Jesteś trenerem. Czy bierzesz również udział w zawodach sportowych?
Szczerze mówiąc, nie jestem typowym sportowcem. Jako dzieciak nigdy nie interesowałem się sportem i niczego nie trenowałem. W wieku 18 lat zdecydowałem, że muszę coś zrobić ze swoim zdrowiem, bo ciągle czułem się słaby. Zacząłem więc trenować na siłowni. Od tamtej pory nie mogę przestać. Kocham treningi za to, że dają mi poczucie siły i wielki zastrzyk energii. Przenosi się to właściwie na wszystkie sfery życia. Według mnie to jest właśnie prawdziwa wartość treningów i główna przyczyna, dla której wszyscy powinni dbać o aktywność fizyczną,.
Jak dużo czasu poświęcasz treningom?
Zwykle trenuję cztery razy w tygodniu przez około 60 min. Ćwiczę z odważnikami kulowymi, maczugami, wyciskam sztangę i robię ćwiczenia bodyweight, czyli takie, w których wykorzystuje się wyłącznie ciężar własnego ciała, bez dodatkowych przyrządów. Lubię też biegi sprinterskie i wędrówki piesze.
Czym wyróżnia się twój program treningowy? Mógłbyś wyjaśnić naszym czytelnikom, co dokładnie znaczy kettlebell?
Mój program treningowy jest inny pod tym względem, że oprócz ćwiczeń fizycznych oferuje informacje na temat równowagi hormonalnej, odżywiania, stylu życia itd. Co do kettlebell, to wyobraź sobie czarną kulę do kręgli z rączką od walizki ? tak właśnie to wygląda. Jest to duży odważnik z żelaza, dostępny w kilku rozmiarach: 4, 6, 8, 12, 16, 20, 24, 28, 32, 36, 40, albo44 kg, a dla supersiłaczy i siłaczek48 kg! Z pomocą kettlebells można wykonywać klasyczne ćwiczenia siłowe, takie jak bench presses (wyciskanie na ławce), curls (skręty) rows (podciąganie w opadzie tułowia do klatki piersiowej). Unikalne ćwiczenia balistyczne, charakterystyczne w treningu z kettlebells, to: snatches (rwanie nad głowę), swings (wymachy), cleans (zarzut na bark), jerks (wyciskanie z podrzutem po półrzysiadzie lub wykroku). Co więcej, jeśli ćwiczenia połączy się z odpowiednią dietą, zgubienie zbędnych kilogramów nie stanowi najmniejszego problemu.

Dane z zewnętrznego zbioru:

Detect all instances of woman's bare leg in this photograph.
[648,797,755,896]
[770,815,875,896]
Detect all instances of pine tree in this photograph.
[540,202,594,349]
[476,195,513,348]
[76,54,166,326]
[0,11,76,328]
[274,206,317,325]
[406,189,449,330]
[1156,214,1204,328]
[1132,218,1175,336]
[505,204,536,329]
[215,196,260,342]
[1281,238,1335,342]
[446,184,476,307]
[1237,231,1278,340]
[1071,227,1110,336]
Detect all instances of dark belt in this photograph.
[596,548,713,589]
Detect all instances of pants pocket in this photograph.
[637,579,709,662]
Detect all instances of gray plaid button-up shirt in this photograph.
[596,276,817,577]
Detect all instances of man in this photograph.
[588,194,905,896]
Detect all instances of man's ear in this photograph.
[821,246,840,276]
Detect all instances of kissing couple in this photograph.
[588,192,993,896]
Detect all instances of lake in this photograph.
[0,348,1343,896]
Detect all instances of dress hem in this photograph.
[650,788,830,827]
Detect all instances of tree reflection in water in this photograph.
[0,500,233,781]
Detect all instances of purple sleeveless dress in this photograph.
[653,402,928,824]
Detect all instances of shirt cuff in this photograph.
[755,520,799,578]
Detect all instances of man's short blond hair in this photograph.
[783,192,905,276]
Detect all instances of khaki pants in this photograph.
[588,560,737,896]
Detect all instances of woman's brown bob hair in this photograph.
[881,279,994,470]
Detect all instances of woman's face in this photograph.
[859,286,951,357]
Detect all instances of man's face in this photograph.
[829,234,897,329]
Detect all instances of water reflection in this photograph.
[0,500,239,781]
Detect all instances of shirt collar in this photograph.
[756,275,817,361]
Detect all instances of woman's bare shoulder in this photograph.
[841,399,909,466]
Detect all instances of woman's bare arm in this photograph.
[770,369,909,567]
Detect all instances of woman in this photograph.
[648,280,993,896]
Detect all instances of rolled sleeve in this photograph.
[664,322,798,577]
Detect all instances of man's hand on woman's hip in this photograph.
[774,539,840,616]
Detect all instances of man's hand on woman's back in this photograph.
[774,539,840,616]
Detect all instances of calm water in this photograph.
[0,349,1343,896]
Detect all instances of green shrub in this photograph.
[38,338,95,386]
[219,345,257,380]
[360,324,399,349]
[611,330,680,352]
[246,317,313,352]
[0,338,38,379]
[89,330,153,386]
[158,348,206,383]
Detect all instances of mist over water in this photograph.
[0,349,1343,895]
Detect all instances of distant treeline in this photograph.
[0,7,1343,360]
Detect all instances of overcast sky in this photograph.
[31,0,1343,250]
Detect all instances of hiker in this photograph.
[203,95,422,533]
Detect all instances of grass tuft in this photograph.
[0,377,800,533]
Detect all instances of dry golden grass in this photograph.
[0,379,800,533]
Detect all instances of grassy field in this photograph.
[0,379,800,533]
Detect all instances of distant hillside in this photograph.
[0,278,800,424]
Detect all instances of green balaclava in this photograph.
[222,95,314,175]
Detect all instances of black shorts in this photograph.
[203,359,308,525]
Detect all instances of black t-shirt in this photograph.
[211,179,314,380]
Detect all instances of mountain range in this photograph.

Balistyczne ćwiczenia nie są jedynymi, które możesz wykonywać za pomocą kettlebells: turkish get-up (tureckie wstawanie z ziemi), bent press (pochylanie się z jednoczesnym utrzymaniem kettlebell w górze), windmill (wiatrak). Stymulują pracę poszczególnych partii mięśniowych, zwiększanie objętości ramion, stabilność i elastyczność. Z tego względu, wielu kręgarzy wykorzystuje odważniki kulowe w trakcie rehabilitacji swoich pacjentów. Jeżeli chcesz zwiększyć masę mięśniową i siłę, wypróbuj kilka z moich ulubionych ćwiczeń: podrzut ciężarka na klatkę piersiową i wypchniecie ponad głowę, naprzemienne wiosłowanie z pozycji podparcia przodem, podwójne wyrzuty ciężarka z ziemi na wysokość barków i podrzut na klatkę piersiową. Jeżeli jesteś kobietą, która chce ujędrnić mięśnie brzucha, ramion i ud, stosuj zrównoważoną dietę wraz z regularnym balistycznym treningiem kettlebell, niskim treningiem siłowym i gotowe.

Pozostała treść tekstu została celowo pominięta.